Danielle menjelaskan, pemancar ultrasonik yang dipasang di alat tangkap ikan memiliki daya 125 desibel dengan rentan frekuensi 50-120 kilohertz (kHz). Alat ini dapat menjauhkan pesut dari jaring nelayan. Risiko pesut terjerat dan mati di jaring pun bisa diminimalisasikan.

RASI juga melibatkan masyarakat setempat untuk mengevakuasi pesut yang terjerat jaring nelayan. Warga diberi pemahaman bahwa lubang di atas kepala pesut adalah lubang pernapasan. Dalam mengevakuasi pesut, lubang tersebut penting dijaga agar tidak kemasukan air.

Ancaman lainnya adalah limbah. Danielle mengatakan, sepanjang Sungai Mahakam yang menjadi habitat pesut, banyak ditemui limbah industri sawit, batu bara, dan sampah rumah tangga. Limbah-limbah tersebut disebut dapat menganggu kehidupan pesut.

Berdasarkan hasil penelitian RASI selama bertahun-tahun, 90 persen populasi pesut Mahakam berada di perairan sungai Kutai Kartanegara. Rata-rata tingkat kelahiran pesut Mahakam adalah empat sampai tujuh ekor per tahun. Seekor pesut dapat hidup selama lima tahun. Pada 2018, ditemukan 11 ekor pesut mati. Kematian ini disebut yang terparah dalam 20 tahun terakhir.

“Pada 2021, kami menghitung, populasi pesut Mahakam sekitar 67 ekor dengan perkiraan maksimal 74 ekor,” beber Danielle yang juga aktif melatih penanganan mamalia laut terdampar. Kegiatannya kerap bekerja sama dengan Kementerian Kelautan dan Perikanan. 

Daniella mengungkapkan, pesut memiliki fungsi vital bagi ekosistem, hiburan, dan kebudayaan masyarakat lokal. Sebagai predator puncak, pesut bertugas menjaga keseimbangan rantai makanan di sungai. Kemunculan pesut di permukaan sungai juga menjadi penanda keberadaan dan musim ikan dan udang.

“Pesut aktif menggiring ikan ke pinggir sungai sehingga memudahkan ikan ditangkap nelayan,” katanya.

Pesut pun aktif mengaduk-aduk dasar sungai. Gerakan tesebut, sambung Daniella, membantu plankton naik ke permukaan air untuk fotosintesis menghasilkan oksigen. Plankton itu akan dimakan zooplankton yang kemudian dimakan ikan dan udang. Ikan dan udang adalah santapan favorit bagi pesut dan banyak manusia.
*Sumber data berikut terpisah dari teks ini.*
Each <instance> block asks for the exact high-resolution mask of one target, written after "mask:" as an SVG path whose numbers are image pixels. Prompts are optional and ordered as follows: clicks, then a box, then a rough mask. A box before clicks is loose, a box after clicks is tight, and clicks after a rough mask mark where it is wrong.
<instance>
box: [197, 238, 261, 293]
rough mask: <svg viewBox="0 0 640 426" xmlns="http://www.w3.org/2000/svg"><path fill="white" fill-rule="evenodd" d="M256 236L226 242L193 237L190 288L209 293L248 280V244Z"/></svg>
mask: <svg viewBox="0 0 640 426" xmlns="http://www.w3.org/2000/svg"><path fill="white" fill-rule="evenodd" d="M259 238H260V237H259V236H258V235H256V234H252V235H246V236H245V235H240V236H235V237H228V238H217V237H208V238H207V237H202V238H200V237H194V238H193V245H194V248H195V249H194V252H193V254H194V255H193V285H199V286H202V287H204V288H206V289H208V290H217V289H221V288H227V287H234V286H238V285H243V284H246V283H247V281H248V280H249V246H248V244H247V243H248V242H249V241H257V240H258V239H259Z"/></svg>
Dengan demikian, jika ekosistem Sungai Mahakam rusak, maka dapat mengganggu kehidupan lainnya termasuk manusia.

“Apalagi jika terkena racun. Bisa menghilangkan salah satu objek wisata di Kukar,” kata Danielle yang menjadi dosen luar biasa di Fakultas Perikanan dan Kelautan dan pembimbing mahasiswa S-1 hingga S3 ini. Tugas tersebut diembannya sejak 2017 sampai sekarang.

Demi menjaga Sungai Mahakam dari ancaman kerusakan, RASI bersama masyarakat menginisiasi pembentukan penjaga lingkungan atau ranger di lima kecamatan di Kukar. Dalam setiap pertemuan nelayan, para relawan ini mendorong penghentian penangkapan ikan secara ilegal seperti menggunakan listrik dan racun. Termasuk imbauan pengurangan sampah plastik ke sungai.
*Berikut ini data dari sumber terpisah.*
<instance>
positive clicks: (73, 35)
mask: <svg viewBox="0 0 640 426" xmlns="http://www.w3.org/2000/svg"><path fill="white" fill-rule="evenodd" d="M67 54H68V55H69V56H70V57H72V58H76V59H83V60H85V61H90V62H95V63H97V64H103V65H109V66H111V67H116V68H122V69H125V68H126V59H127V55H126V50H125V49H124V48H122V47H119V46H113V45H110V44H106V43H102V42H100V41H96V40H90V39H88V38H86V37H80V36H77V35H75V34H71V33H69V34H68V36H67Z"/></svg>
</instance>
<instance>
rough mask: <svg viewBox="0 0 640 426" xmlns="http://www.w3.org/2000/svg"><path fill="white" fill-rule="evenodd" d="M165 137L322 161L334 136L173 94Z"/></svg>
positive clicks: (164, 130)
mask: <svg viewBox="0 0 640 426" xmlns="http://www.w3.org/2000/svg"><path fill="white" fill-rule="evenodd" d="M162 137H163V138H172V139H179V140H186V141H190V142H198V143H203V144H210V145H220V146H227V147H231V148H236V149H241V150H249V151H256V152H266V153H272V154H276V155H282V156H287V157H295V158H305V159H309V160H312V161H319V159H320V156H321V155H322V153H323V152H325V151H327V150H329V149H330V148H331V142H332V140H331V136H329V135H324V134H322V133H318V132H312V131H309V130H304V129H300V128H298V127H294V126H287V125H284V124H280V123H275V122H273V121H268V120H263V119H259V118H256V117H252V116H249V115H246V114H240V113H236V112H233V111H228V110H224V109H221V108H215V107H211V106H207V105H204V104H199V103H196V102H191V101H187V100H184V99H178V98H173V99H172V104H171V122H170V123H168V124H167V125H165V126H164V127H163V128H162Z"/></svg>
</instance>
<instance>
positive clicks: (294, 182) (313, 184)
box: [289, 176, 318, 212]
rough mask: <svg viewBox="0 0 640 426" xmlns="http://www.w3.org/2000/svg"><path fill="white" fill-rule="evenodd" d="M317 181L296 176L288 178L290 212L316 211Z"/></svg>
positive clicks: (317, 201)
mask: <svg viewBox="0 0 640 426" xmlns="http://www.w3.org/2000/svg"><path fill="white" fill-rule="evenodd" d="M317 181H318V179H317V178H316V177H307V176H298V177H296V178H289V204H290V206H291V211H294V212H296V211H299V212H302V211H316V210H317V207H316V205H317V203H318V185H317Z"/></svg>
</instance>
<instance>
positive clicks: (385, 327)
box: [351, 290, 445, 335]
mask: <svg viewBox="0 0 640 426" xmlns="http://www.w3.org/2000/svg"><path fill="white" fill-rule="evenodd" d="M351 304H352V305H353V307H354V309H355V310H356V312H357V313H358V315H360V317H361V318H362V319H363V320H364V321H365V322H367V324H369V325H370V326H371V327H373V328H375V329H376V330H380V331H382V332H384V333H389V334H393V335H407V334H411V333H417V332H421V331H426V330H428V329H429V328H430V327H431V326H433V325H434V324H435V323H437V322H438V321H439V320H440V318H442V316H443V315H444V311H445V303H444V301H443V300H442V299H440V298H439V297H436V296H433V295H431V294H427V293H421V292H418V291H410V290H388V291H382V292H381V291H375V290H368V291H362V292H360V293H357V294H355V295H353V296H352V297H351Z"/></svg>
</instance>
Danielle Kreb bersama timnya aktif mengedukasi masyarakat tentang perlindungan pesut. FOTO: Nalendro Priambodo

Danielle mengaku, punya kenangan buruk soal racun ikan. Pada November 2021, timnya mendapati seekor pesut yang sedang hamil mati di Muara Muntai, Kutai Kartanegara. Bangkai tubuhnya menghitam. Danielle marah besar melihat temuan tersebut. Pesut yang diberi nama Musmus itu merupakan hewan kesayangannya.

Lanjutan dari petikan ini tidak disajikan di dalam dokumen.